Danish author Hans Christian Andersen once said, “Where words fail, music speaks.” Multiple studies have shown that music can be a powerful tool to promote physical, emotional, and cognitive change and growth. At Waypoint Recovery Center, we encourage our clients to take a holistic approach to maintaining their sobriety. This includes tapping into the healing power of music.

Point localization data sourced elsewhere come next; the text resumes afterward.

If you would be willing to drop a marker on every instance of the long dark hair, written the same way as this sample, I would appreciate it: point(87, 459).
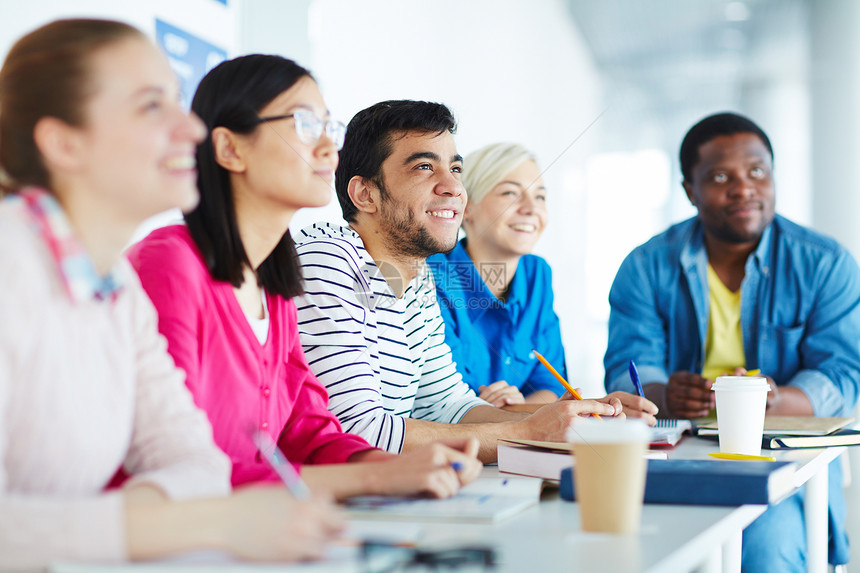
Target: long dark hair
point(231, 95)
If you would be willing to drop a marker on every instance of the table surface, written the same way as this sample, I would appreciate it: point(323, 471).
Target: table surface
point(547, 536)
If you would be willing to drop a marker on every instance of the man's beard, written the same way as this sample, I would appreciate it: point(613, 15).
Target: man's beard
point(405, 237)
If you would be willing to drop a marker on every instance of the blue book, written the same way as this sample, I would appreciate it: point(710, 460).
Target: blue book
point(709, 482)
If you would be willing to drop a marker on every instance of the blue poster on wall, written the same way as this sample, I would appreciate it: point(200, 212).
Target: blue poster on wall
point(189, 56)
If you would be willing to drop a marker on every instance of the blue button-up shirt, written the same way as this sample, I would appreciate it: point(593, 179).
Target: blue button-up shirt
point(492, 339)
point(800, 312)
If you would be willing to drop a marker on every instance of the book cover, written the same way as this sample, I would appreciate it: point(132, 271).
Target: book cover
point(789, 425)
point(541, 459)
point(709, 482)
point(483, 500)
point(838, 438)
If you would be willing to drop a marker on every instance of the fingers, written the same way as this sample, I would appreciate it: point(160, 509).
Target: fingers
point(611, 407)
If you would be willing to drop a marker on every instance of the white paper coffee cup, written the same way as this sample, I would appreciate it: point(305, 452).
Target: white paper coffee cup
point(741, 404)
point(609, 472)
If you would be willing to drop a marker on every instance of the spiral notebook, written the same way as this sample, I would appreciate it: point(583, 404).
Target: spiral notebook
point(668, 432)
point(484, 500)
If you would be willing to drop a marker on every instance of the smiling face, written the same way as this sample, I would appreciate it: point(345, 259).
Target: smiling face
point(732, 188)
point(281, 170)
point(422, 198)
point(137, 144)
point(511, 217)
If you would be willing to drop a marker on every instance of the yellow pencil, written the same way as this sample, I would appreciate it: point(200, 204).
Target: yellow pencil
point(555, 373)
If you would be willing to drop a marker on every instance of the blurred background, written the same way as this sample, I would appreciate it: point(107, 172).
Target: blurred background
point(602, 92)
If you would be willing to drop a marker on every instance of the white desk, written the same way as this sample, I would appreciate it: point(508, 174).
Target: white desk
point(547, 537)
point(812, 472)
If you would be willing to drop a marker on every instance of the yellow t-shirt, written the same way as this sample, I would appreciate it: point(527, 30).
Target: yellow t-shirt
point(724, 347)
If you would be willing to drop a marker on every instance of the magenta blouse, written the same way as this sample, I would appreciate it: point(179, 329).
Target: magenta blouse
point(241, 384)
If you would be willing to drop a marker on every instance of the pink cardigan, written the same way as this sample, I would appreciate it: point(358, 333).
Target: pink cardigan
point(239, 383)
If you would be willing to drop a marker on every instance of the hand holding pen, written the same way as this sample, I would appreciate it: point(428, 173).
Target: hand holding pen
point(637, 405)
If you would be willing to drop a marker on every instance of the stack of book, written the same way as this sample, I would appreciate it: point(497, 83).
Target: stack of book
point(789, 432)
point(542, 459)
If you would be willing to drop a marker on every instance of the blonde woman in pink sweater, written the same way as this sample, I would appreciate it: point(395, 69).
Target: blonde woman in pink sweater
point(92, 142)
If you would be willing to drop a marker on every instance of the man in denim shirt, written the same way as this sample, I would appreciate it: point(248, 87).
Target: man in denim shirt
point(735, 288)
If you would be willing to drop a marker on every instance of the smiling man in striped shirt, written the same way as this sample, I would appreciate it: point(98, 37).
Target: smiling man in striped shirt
point(369, 321)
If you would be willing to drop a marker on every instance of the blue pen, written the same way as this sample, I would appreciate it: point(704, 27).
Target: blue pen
point(276, 460)
point(634, 375)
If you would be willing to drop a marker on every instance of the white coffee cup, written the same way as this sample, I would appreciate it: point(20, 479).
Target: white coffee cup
point(609, 471)
point(741, 404)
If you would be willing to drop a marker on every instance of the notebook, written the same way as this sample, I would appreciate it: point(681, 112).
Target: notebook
point(541, 459)
point(484, 500)
point(845, 437)
point(668, 432)
point(789, 426)
point(709, 482)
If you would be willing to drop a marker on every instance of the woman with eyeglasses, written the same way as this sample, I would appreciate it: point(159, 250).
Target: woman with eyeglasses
point(223, 285)
point(92, 142)
point(496, 296)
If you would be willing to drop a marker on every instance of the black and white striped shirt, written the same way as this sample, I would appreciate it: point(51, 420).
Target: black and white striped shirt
point(382, 358)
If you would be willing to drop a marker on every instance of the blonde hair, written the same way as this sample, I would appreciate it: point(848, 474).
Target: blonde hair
point(487, 167)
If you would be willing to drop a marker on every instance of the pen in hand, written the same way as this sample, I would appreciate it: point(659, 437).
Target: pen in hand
point(634, 375)
point(559, 377)
point(285, 470)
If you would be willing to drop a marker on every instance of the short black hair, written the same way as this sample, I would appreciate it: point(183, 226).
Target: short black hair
point(725, 123)
point(231, 95)
point(369, 140)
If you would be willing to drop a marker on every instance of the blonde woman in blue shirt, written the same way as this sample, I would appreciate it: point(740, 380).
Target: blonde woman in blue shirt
point(496, 297)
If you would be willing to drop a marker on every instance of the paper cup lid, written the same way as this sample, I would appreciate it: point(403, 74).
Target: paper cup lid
point(741, 383)
point(608, 430)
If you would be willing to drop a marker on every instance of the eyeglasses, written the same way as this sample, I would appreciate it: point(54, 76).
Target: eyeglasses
point(386, 558)
point(310, 128)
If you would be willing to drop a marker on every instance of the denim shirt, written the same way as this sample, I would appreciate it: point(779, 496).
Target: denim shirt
point(491, 339)
point(800, 312)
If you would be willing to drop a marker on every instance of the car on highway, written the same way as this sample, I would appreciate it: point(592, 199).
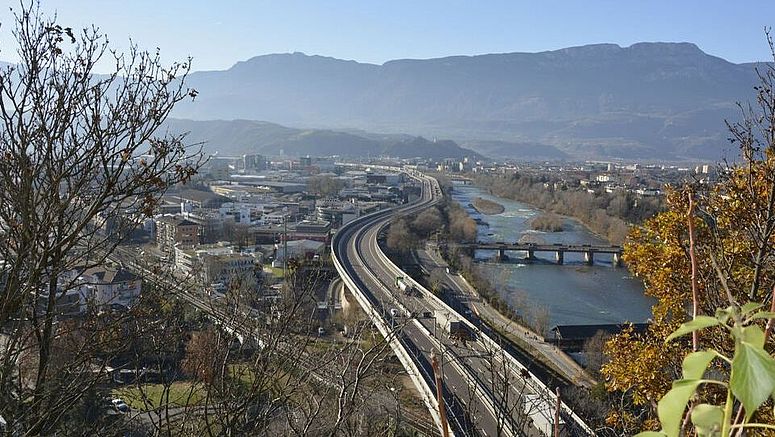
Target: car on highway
point(120, 406)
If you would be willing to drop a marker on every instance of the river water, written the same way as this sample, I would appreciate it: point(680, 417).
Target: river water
point(574, 293)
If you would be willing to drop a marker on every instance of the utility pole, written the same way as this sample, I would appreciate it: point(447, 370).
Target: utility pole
point(439, 393)
point(557, 414)
point(285, 246)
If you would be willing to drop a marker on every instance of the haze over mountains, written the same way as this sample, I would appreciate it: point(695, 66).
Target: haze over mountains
point(649, 100)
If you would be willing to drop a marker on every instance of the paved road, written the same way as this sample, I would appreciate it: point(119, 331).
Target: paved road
point(483, 390)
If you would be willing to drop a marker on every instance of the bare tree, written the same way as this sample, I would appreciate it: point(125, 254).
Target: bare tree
point(81, 165)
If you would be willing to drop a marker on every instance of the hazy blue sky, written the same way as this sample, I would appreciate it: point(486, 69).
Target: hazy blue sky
point(219, 33)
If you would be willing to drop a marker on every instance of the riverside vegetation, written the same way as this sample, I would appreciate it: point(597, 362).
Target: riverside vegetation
point(606, 214)
point(547, 223)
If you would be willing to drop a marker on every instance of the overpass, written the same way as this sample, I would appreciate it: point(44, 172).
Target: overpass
point(485, 391)
point(558, 249)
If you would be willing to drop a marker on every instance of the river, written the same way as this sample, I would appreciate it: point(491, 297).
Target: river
point(574, 293)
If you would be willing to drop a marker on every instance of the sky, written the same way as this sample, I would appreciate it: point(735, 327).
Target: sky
point(219, 33)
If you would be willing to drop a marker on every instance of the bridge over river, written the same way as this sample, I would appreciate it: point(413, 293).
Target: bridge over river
point(559, 250)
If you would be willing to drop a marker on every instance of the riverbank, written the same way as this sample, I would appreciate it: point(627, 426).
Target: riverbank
point(606, 214)
point(573, 293)
point(487, 207)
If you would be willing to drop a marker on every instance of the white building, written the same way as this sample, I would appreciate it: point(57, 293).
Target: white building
point(219, 263)
point(298, 249)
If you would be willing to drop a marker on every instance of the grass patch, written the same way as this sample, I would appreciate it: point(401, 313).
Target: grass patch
point(151, 396)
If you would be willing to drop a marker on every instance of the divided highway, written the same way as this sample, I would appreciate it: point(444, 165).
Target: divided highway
point(486, 391)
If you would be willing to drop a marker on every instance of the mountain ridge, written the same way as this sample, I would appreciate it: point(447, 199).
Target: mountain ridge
point(666, 100)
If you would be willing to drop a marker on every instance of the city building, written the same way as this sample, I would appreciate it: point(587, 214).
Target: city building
point(172, 231)
point(298, 249)
point(251, 163)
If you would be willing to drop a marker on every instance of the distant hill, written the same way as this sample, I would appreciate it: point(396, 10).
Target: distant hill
point(237, 137)
point(656, 100)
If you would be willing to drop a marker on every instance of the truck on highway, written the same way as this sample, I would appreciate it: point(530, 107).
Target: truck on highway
point(458, 331)
point(403, 285)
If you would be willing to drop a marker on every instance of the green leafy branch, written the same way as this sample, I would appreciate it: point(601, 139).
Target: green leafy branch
point(751, 377)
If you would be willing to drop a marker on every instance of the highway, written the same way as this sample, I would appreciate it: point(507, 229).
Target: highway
point(486, 392)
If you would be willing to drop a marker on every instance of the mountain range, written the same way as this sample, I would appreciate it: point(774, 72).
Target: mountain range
point(237, 137)
point(648, 100)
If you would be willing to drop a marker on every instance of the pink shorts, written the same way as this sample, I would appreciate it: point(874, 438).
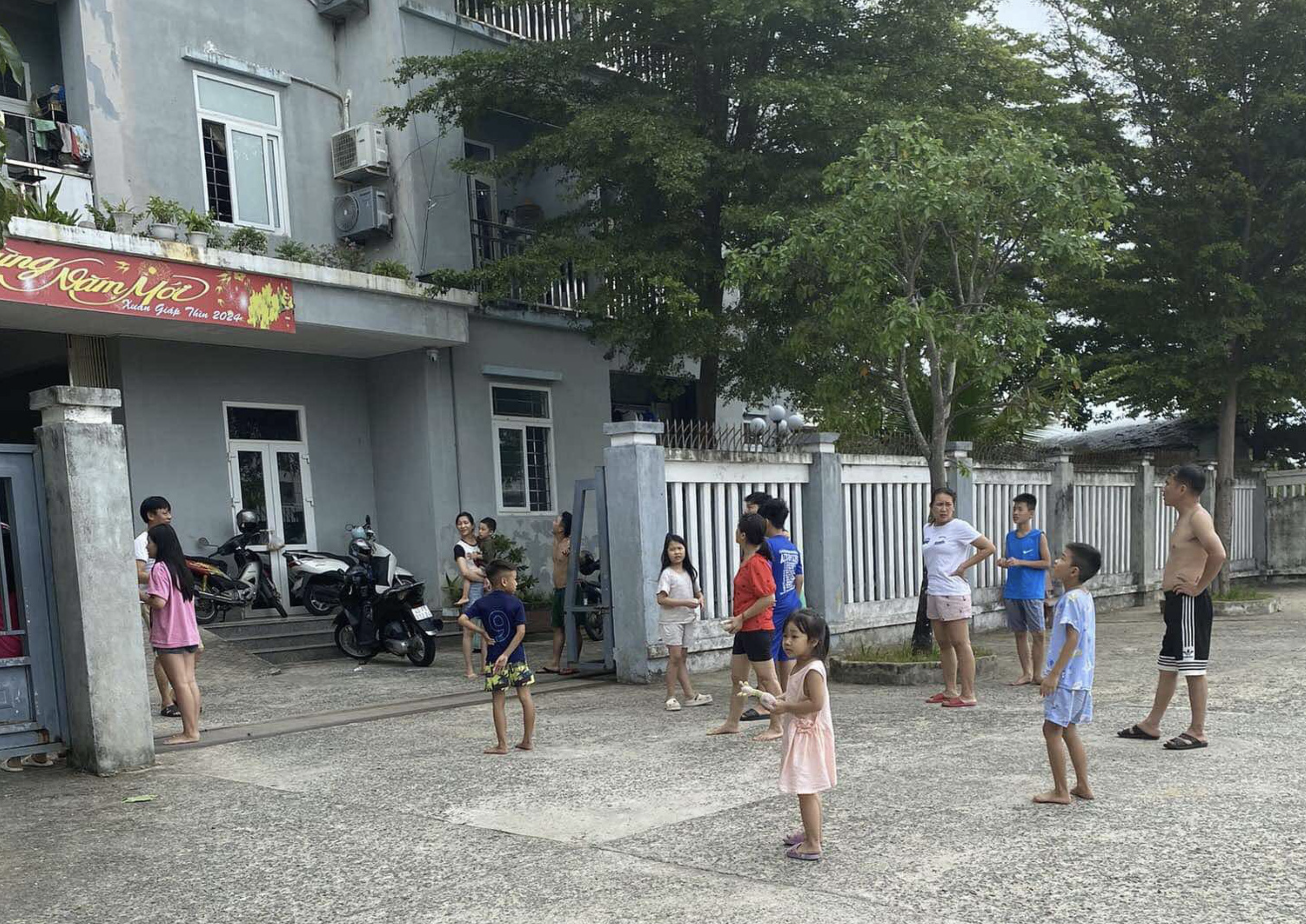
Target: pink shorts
point(947, 608)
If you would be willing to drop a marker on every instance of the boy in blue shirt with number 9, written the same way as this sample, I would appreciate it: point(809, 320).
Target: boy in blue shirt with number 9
point(503, 623)
point(1067, 688)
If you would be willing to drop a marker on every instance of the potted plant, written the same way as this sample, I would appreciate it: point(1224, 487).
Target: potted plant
point(123, 214)
point(164, 216)
point(199, 226)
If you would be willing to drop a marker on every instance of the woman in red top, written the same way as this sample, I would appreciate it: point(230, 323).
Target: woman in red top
point(752, 626)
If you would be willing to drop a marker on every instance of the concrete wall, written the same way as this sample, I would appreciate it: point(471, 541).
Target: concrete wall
point(1285, 524)
point(173, 397)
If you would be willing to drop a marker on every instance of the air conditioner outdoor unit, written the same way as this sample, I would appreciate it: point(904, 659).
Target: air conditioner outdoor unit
point(360, 152)
point(362, 214)
point(340, 10)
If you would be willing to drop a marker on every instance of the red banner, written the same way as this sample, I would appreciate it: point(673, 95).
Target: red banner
point(121, 284)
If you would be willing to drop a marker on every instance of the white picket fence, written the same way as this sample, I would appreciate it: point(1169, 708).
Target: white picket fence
point(706, 502)
point(886, 504)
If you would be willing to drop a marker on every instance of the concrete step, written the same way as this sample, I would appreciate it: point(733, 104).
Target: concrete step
point(292, 654)
point(255, 628)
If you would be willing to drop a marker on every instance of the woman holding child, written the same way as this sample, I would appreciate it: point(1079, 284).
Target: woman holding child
point(946, 549)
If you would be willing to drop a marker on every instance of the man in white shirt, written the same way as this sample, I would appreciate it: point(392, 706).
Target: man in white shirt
point(155, 511)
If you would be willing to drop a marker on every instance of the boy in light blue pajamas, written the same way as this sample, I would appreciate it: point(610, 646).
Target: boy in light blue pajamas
point(1067, 688)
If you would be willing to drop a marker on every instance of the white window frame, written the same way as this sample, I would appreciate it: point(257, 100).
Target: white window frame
point(500, 422)
point(276, 179)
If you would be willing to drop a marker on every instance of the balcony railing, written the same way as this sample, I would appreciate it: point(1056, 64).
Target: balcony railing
point(491, 242)
point(546, 22)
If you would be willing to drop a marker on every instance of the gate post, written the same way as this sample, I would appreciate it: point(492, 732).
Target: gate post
point(823, 528)
point(1143, 538)
point(1061, 496)
point(635, 482)
point(88, 499)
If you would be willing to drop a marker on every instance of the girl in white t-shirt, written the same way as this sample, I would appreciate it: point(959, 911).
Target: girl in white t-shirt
point(681, 598)
point(946, 549)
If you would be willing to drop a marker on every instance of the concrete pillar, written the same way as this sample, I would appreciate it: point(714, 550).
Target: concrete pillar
point(1061, 499)
point(1260, 520)
point(635, 478)
point(962, 479)
point(1143, 538)
point(823, 528)
point(84, 456)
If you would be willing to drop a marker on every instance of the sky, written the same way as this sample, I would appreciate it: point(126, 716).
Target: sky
point(1027, 16)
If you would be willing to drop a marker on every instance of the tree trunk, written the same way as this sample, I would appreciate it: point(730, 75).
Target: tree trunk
point(706, 397)
point(1226, 474)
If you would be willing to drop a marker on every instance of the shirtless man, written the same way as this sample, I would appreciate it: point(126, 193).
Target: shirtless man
point(1197, 556)
point(561, 556)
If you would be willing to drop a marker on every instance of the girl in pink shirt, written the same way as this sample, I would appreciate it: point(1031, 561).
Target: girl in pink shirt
point(174, 633)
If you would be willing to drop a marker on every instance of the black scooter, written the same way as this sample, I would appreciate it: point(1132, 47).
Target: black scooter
point(376, 619)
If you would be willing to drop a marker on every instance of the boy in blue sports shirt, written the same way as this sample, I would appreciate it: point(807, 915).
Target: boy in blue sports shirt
point(1067, 688)
point(786, 567)
point(1027, 561)
point(503, 623)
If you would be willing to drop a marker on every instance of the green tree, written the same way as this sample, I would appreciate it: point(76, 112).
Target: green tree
point(1203, 308)
point(11, 200)
point(716, 114)
point(911, 290)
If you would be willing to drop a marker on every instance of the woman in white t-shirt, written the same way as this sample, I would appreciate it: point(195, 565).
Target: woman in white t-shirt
point(946, 550)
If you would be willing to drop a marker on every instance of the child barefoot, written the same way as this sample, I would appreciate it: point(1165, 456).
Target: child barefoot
point(1067, 688)
point(808, 765)
point(681, 602)
point(503, 623)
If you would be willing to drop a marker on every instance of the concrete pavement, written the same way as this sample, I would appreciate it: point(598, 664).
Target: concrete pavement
point(629, 814)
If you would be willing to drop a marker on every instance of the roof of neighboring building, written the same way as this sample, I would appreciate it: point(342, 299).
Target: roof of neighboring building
point(1171, 434)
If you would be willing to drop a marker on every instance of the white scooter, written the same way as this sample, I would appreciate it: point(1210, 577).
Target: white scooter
point(318, 579)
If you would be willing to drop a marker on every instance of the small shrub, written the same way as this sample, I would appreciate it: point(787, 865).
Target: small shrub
point(164, 210)
point(249, 241)
point(199, 221)
point(392, 268)
point(293, 250)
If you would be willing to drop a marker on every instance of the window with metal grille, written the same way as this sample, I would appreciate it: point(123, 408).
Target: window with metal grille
point(523, 450)
point(244, 179)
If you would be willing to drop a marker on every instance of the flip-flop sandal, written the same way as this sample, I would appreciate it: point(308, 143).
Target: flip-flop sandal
point(1137, 734)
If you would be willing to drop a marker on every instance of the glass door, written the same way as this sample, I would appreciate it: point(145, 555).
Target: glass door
point(272, 479)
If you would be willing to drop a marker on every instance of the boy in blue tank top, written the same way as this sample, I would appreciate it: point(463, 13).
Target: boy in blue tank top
point(1027, 561)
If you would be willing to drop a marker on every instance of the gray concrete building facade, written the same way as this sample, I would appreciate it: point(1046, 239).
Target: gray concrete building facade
point(380, 397)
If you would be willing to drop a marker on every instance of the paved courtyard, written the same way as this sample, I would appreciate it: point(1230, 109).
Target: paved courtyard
point(629, 814)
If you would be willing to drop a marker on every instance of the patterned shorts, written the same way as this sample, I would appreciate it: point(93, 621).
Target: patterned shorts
point(515, 674)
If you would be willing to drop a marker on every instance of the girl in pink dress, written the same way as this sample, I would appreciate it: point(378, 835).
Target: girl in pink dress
point(808, 765)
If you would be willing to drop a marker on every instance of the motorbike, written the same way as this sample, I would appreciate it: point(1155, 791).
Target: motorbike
point(318, 579)
point(383, 615)
point(217, 590)
point(589, 590)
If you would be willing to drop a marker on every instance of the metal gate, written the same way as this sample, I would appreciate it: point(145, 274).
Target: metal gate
point(31, 693)
point(589, 604)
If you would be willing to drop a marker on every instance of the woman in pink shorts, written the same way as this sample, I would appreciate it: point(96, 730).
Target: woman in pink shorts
point(947, 558)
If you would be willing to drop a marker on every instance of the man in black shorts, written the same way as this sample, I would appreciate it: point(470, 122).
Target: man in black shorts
point(1197, 556)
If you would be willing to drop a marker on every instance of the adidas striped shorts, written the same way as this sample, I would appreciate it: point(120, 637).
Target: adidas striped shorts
point(1186, 648)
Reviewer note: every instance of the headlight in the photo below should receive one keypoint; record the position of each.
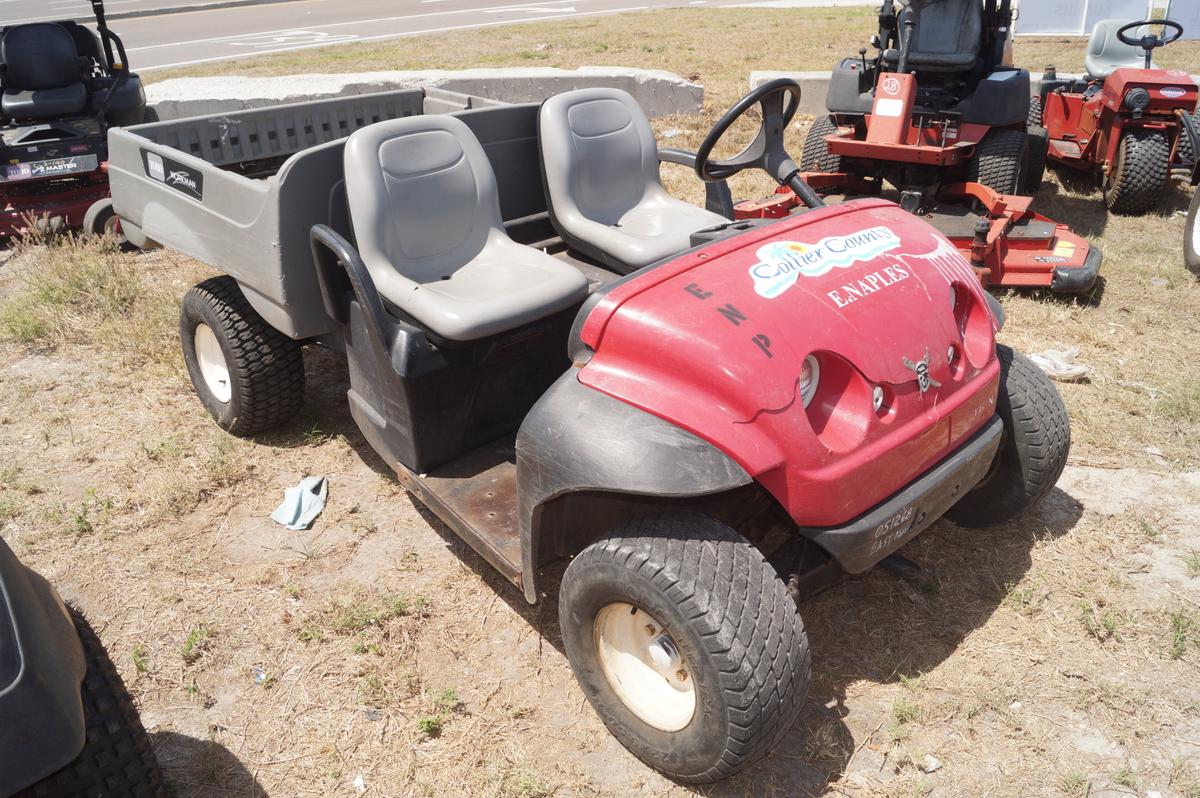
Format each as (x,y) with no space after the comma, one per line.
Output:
(1137,100)
(810,375)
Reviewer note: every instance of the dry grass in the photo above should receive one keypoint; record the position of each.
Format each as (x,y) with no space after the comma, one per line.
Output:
(1054,655)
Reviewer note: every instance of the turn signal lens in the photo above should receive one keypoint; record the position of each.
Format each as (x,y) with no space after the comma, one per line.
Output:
(810,376)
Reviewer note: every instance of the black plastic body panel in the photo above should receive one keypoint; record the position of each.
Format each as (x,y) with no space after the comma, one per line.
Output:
(41,671)
(577,439)
(850,88)
(423,402)
(863,543)
(1002,100)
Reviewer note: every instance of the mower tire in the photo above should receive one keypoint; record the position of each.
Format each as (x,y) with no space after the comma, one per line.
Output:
(1036,160)
(687,643)
(1192,235)
(249,376)
(117,757)
(816,156)
(1032,453)
(1135,183)
(1035,119)
(1000,160)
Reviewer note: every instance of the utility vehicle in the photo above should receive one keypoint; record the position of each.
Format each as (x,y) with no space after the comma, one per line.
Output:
(1122,120)
(708,418)
(940,114)
(70,729)
(61,88)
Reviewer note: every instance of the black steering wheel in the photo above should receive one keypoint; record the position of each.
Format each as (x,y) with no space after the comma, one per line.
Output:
(1150,41)
(778,101)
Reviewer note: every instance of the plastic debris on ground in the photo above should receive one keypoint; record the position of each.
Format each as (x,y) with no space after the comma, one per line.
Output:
(1061,365)
(301,504)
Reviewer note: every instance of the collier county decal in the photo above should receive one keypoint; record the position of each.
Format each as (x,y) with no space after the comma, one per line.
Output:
(781,263)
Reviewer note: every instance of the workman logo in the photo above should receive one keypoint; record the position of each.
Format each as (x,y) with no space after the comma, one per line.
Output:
(781,263)
(924,382)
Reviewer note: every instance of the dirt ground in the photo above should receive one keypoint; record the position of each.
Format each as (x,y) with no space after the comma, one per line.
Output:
(377,655)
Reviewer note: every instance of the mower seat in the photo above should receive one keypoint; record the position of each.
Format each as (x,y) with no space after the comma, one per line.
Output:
(42,72)
(426,217)
(947,36)
(601,171)
(1107,53)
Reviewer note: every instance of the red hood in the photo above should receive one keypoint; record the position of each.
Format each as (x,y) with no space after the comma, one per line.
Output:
(714,340)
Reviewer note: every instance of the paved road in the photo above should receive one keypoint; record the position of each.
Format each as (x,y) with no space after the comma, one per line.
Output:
(168,40)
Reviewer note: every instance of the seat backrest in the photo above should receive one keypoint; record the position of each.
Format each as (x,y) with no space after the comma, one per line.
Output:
(40,55)
(599,155)
(423,198)
(1107,53)
(948,34)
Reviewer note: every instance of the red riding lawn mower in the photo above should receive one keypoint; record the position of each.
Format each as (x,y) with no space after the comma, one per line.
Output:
(63,88)
(941,115)
(1123,119)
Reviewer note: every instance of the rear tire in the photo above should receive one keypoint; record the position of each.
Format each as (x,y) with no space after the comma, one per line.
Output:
(1000,160)
(101,220)
(735,631)
(117,757)
(1192,235)
(1138,178)
(816,156)
(1036,160)
(1032,451)
(249,376)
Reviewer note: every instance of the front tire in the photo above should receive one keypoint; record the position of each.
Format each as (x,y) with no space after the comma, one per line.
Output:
(1138,177)
(1000,160)
(117,757)
(675,605)
(1032,453)
(815,156)
(249,376)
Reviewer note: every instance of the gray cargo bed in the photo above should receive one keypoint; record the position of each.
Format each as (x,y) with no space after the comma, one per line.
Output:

Ways Music Can Be Beneficial to Your Recovery Journey
No two people with substance use disorders have the exact same experience, but here are some of the ways you can incorporate music in your recovery journey:
- Choose an inspirational song to use as a personal affirmation. Affirmations are short statements that are frequently repeated to promote positive thinking, increase confidence, and boost motivation. If certain song lyrics speak to you on a personal level, singing along can help you feel ready to take on the world. Building Your Recovery Playlist from our partners at St. Joseph Institute for Addiction shares examples of motivational songs that speak to the unique challenges faced by people in recovery.
- Use music to support your meditation practice. Meditation is well-known as a way to reduce stress and promote mindfulness in recovery, but it can be difficult to calm your thoughts at first. Listening to soothing music may make it easier to clear your head.
- Use music to cope with anxiety. People with substance use disorders often have co-occurring mental health disorders associated with moderate to severe anxiety. The song “weightless” by Marconi Union was created with sound therapists to combine harmonies, rhythms and bass lines in a way that slows the heart rate blood pressure, lowers the release of cortisol, and reduces anxiety by up to 65%. Listen for free on YouTube.
- Use a favorite song as a journaling prompt. Keeping a journal is often recommended as a way to build emotional awareness in recovery. If you’re suffering from writer’s block, listen to music and describe how a particular song makes you feel.
- Work up a sweat as you listen to your favorite tunes. Physical activity releases endorphins and provides an all-natural way to feel good about yourself. If you’re not used to exercising regularly, working out to your favorite tunes can make the experience more enjoyable.
- Create and share playlists. Meeting new friends in recovery can sometimes feel awkward, but sharing music you love can help you find common ground. Sharing music you’ve found personally meaningful can also be useful if you’re struggling to rebuild relationships with family members that have been strained by your past addiction-related behavior.
- Write your own song. Even if you never share it with anyone, the songwriting process can help you better process your emotions. Songwriting is a natural extension of the journaling activities that are often recommended as part of the continuum of care for a person in recovery.
- Sign up for music lessons. Boredom is a known risk factor for relapse, but learning to sing or play an instrument is a wonderful way to fill your free time. Visit your local musical instrument store and ask for teacher recommendations.
- Start a drum circle. Drumming has been used as a form of therapy by everyone from the shamans of Mongolia to the Minianka healers of West Africa. Drumming is beneficial for people in recovery because it reduces tension, alleviates anxiety, helps control chronic pain, and boosts the immune system while creating a sense of connectedness with oneself and others. You don’t even need a professional set of drums to experience these benefits—making “found sounds” with boxes, pans, and items from your home can be just as fun and therapeutic.
Avoid Known Triggers
Although there are a number of ways music can be used to support your recovery journey, it’s important to avoid songs that could trigger cravings. For example:
- Songs that remind you of people you used to drink or do drugs with
- Songs you associate with specific places where you frequently drank or used drugs
- Songs you listened to while under the influence at home
- Songs that glamorize substance abuse and addiction
- Songs that make you feel angry and upset
Waypoint Recovery Center Is Here for You
While music can be beneficial in supporting your recovery, it’s certainly not a substitute for access to comprehensive, evidence-based treatment from experienced professionals. Waypoint Recovery is considered an essential business by the state of South Carolina and will remain open to new patients throughout the COVID-19 coronavirus pandemic. We have implemented all CDC-recommended risk mitigation measures to allow us to better serve clients who are struggling with drug and alcohol addiction. If you’re ready to take the first step towards building a better life for yourself, now is the time to enter recovery.